Getting Things Done Summary
About the Book
David Allen's GTD system is the gold standard for personal organisation. The core insight: your brain is for having ideas, not holding them. By capturing everything into a trusted external system, clarifying next actions, and reviewing regularly, you achieve a 'mind like water' — clear, calm, responsive.
Key Lessons
- The two-minute rule: if it takes less than two minutes, do it now
- Capture everything: nothing should live in your head
- Next action thinking: always define the very next physical step
- Weekly review is the master key to the entire system
- Projects are any outcome requiring more than one action
Important Quotes
- Your mind is for having ideas, not holding them.
- If you don't pay appropriate attention to what has your attention, it will take more of your attention than it deserves.

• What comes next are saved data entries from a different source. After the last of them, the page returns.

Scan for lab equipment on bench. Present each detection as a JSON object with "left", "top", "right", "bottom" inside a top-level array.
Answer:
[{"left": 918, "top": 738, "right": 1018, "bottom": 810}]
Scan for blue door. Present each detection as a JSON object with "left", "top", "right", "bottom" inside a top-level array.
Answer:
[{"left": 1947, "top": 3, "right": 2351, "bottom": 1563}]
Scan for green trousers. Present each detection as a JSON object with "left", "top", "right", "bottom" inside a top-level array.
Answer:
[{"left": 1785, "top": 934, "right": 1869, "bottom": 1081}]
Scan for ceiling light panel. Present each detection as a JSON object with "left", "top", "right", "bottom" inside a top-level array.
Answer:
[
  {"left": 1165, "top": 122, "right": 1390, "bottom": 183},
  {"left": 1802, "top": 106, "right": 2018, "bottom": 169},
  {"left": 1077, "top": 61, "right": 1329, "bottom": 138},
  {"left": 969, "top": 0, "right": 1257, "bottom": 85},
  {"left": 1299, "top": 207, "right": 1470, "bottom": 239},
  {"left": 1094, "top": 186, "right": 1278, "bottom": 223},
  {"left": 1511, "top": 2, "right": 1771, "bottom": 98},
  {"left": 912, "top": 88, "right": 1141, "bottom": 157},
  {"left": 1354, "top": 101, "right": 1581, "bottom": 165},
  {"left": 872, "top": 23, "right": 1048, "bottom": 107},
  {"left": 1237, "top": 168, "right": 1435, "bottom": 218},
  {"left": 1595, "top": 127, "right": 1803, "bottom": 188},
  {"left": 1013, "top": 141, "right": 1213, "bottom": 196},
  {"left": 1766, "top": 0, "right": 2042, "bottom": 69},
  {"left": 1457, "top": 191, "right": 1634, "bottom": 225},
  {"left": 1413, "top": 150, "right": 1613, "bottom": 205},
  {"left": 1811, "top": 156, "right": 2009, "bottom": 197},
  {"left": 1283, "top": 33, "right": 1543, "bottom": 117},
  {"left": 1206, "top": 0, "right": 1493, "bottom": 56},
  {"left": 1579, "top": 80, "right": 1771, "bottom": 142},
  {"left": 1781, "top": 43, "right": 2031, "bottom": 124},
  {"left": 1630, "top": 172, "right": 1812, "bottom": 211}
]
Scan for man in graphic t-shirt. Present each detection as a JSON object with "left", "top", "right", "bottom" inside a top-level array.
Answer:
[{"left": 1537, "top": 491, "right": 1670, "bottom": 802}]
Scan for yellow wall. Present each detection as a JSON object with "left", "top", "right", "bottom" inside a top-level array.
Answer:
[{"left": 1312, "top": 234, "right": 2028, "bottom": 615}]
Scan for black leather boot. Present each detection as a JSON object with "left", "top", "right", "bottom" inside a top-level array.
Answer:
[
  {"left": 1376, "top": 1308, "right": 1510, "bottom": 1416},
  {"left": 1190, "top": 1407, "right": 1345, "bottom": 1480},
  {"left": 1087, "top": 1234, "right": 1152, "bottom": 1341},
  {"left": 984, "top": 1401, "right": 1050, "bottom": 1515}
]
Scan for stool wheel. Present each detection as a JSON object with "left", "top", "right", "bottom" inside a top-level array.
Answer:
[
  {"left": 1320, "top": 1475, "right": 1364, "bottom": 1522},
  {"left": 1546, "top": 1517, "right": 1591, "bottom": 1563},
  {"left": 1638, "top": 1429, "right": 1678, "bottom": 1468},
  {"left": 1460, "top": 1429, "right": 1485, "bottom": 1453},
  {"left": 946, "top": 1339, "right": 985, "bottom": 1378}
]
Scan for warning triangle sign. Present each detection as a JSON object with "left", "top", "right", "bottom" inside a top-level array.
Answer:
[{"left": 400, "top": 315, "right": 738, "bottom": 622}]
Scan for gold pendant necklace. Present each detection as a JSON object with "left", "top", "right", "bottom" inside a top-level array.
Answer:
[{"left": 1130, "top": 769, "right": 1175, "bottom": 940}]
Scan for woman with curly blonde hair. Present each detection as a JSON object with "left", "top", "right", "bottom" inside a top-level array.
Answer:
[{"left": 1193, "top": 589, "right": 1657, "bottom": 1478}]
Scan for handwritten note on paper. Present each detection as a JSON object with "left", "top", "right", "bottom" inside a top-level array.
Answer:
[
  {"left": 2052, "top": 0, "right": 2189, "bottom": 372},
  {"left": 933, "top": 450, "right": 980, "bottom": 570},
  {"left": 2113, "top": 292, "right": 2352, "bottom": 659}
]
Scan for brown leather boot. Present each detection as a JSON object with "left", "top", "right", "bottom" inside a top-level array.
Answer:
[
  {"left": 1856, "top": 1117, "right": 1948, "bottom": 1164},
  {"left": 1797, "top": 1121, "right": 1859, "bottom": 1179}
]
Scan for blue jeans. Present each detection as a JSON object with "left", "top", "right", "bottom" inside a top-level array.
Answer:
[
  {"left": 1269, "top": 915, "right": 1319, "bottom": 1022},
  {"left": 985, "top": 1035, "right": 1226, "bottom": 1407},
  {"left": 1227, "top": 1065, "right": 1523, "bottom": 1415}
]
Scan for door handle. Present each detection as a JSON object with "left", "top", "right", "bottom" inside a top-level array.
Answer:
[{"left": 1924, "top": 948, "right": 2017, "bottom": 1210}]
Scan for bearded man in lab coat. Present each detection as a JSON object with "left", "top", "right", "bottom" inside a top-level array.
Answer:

- The secret of getting ahead is getting started.
- Much of the stress that people feel doesn't come from having too much to do. It comes from not finishing what they've started.
Chapter Summary
A New Practice for a New Reality
The amount of information and commitments in modern life has outpaced the brain's ability to manage it. Stress comes not from too much to do, but from poorly managed agreements with yourself.
Getting Control of Your Life: The Five Stages
Capture everything. Clarify what each thing means. Organise it into the right place. Reflect through regular reviews. Engage with confidence. Each stage has specific tools and criteria.
Getting Projects Creatively Under Way
The natural planning model mirrors how the brain plans effectively: purpose, principles, vision, brainstorming, organising, identifying next actions. Most people skip steps and get stuck.
Collection: Corralling Your 'Stuff'
Every open loop — every undone task, unread email, unresolved question — drains mental energy. Capture everything into inboxes and empty them regularly to zero.
Processing: Getting 'In' to Empty
For every item: What is it? Is it actionable? If yes, do it (2 mins), delegate, or defer. If no, trash, incubate, or file as reference. Never leave something in the inbox unprocessed.
Organising: Setting Up the Right Buckets
Project lists, next-action lists, calendars, waiting-for lists, and reference files each have a distinct purpose. Keeping these separate prevents the confusion that buries important things.
Reviewing: The Art of the Weekly Review
The weekly review is the master key. Clear head, update all lists, review projects and goals, identify next actions. Without regular reviews the whole system collapses into unreliable chaos.
Doing: Making the Best Action Choices
Four criteria for choosing what to do: context (where are you?), time available, energy available, priority. GTD frees you to use these criteria rather than anxiety or habit.